Credit: Zheng Lin
Most Chinese working in the cities return to work today after a 7-day public holiday of Spring Festival. The annual Spring Festival, which also marks the start of Chinese New Year, traditionally begins with the second new moon following the winter solstice, usually in January or February. Like westerners on Thanksgiving and Christmas, people across China return to their hometown to reunite with family and friends. However, the sudden outbreak of COVID-19 last year halted the largest holiday mobilization in the world. In response to the crisis, in late 2019, local governments launched lockdowns and behavior restrictions that reduced short-term economic and social activity. Despite the negative aspects of the pandemic, reduced human activity provided a unique opportunity for atmospheric scientists to study the impact of an unprecedented intervention on air quality.
COVID-19 lockdowns have reduced carbon dioxides, nitrogen oxides and sulfur dioxides, all byproducts of fuel combustion used in transportation and manufacturing. These gases are closely linked to human activity, so not surprisingly, their atmospheric concentration responds quickly to economic change.
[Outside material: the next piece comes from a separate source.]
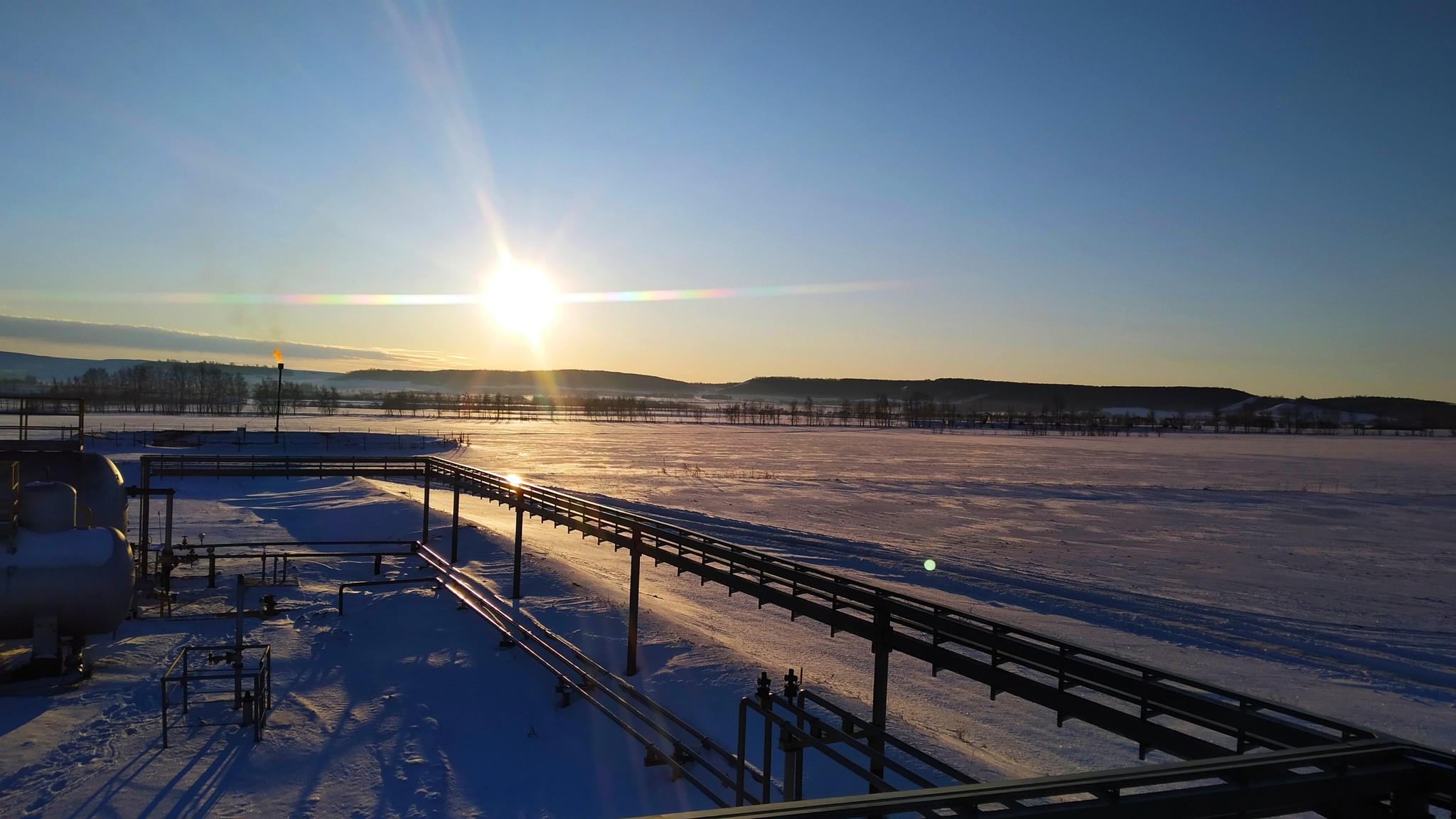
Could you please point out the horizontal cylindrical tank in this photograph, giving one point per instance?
(83, 577)
(100, 491)
(47, 508)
Studies are showing significantly reduced airborne ammonia as well, despite the believed-to-be strong link to agricultural sources, especially in rural areas.
“We don’t think this finding is surprising as the major source of ammonia in urban Beijing was found to be combustion sources rather than agricultural emissions,” says atmospheric scientist Dr. Yuepeng Pan of the Institute of Atmospheric Physics, Chinese Academy of Sciences.
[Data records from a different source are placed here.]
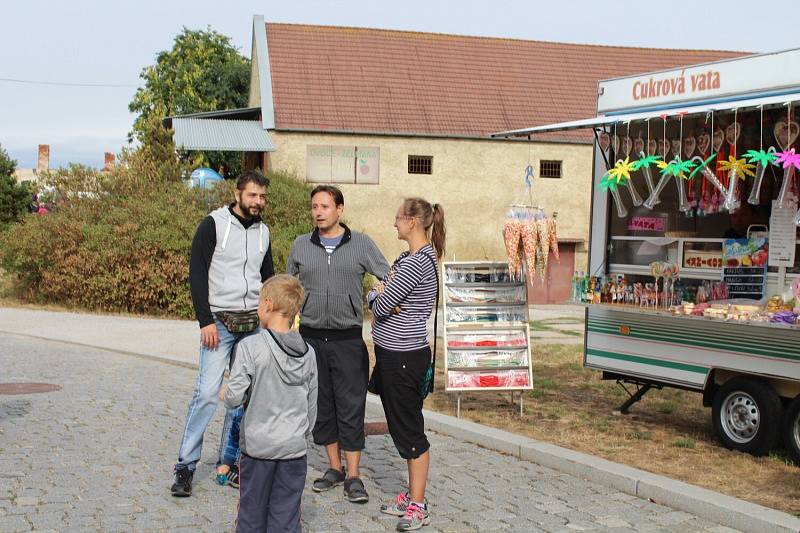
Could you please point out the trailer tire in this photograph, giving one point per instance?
(791, 429)
(747, 416)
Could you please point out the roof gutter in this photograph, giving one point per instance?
(425, 136)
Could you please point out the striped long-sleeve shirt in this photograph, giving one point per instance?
(411, 285)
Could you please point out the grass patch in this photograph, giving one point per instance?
(640, 435)
(544, 383)
(683, 442)
(536, 393)
(666, 407)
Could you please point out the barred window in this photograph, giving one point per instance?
(420, 164)
(549, 169)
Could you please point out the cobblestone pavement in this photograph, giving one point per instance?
(97, 455)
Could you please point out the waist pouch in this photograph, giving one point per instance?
(239, 321)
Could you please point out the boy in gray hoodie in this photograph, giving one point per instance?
(274, 376)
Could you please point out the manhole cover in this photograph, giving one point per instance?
(376, 428)
(27, 388)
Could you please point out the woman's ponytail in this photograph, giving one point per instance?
(432, 218)
(438, 231)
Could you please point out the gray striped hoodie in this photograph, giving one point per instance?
(333, 282)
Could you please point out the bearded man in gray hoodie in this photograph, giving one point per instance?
(231, 257)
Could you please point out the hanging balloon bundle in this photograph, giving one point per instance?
(530, 236)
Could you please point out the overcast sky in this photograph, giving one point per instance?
(101, 42)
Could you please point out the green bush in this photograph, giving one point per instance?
(121, 242)
(14, 197)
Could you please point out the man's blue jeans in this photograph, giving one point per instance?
(204, 400)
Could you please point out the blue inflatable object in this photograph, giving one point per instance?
(205, 178)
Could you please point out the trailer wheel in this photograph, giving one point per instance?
(747, 416)
(791, 429)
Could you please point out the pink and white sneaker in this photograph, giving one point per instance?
(414, 518)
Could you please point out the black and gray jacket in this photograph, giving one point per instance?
(333, 283)
(231, 258)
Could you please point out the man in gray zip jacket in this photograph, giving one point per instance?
(330, 263)
(231, 257)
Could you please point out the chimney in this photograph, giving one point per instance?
(44, 157)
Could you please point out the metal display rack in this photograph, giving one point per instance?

Still, some researchers are startled by the substantial decrease of ammonia amid lockdowns, given that idle agricultural activities during Spring Festival holidays typically reduce ammonia levels. In an earlier study published in Advances in Atmospheric Sciences, Dr. Pan and his group tracked and corrected isotopic signatures of ammonia sources with updated active sampling. They found that that non-agricultural emissions contributed to 66% of ammonia in urban Beijing.
While debate continues regarding ammonia sources in the urban atmosphere, the lockdowns that canceled Spring Festival celebrations provided an unprecedented opportunity to check whether fossil fuel combustion is a major source of ammonia in the air within urban regions. Ideally, relatively low ammonia concentrations should be observed if vehicular emissions are reduced due to travel restrictions during the Spring Festival.
“In addition to nitrogen isotopic evidence, the new finding in lockdowns offers additional insight for the prioritization of future clean air actions on ammonia reduction,” said Dr. Pan. However, quantifying this unique scenario remains challenging as meteorological processes may mask the effective change in observed ammonia concentrations.
Pan and his collaborators introduced machine learning algorithms to models that separated these meteorological influences. They confirmed that the actual atmospheric ammonia concentration dropped to a new minimum during the 2020 Spring Festival at both urban (Beijing) and rural (Xianghe) sites. In a scenario analysis without lockdowns, ammonia concentration calculations were 39.8% and 24.6% higher than the observed values in 2020 at urban and rural sites, respectively. Their recent findings are published in Atmospheric Research.
“Future control strategies should consider the emissions of ammonia from the transportation, industrial and residential sectors, considering that agricultural emissions are minor in cold seasons.” remarked Pan.
The significant difference between the two sites indicates a larger reduction of ammonia emissions in urban areas than rural areas due to lockdown measures of COVID-19 which have reduced human activity.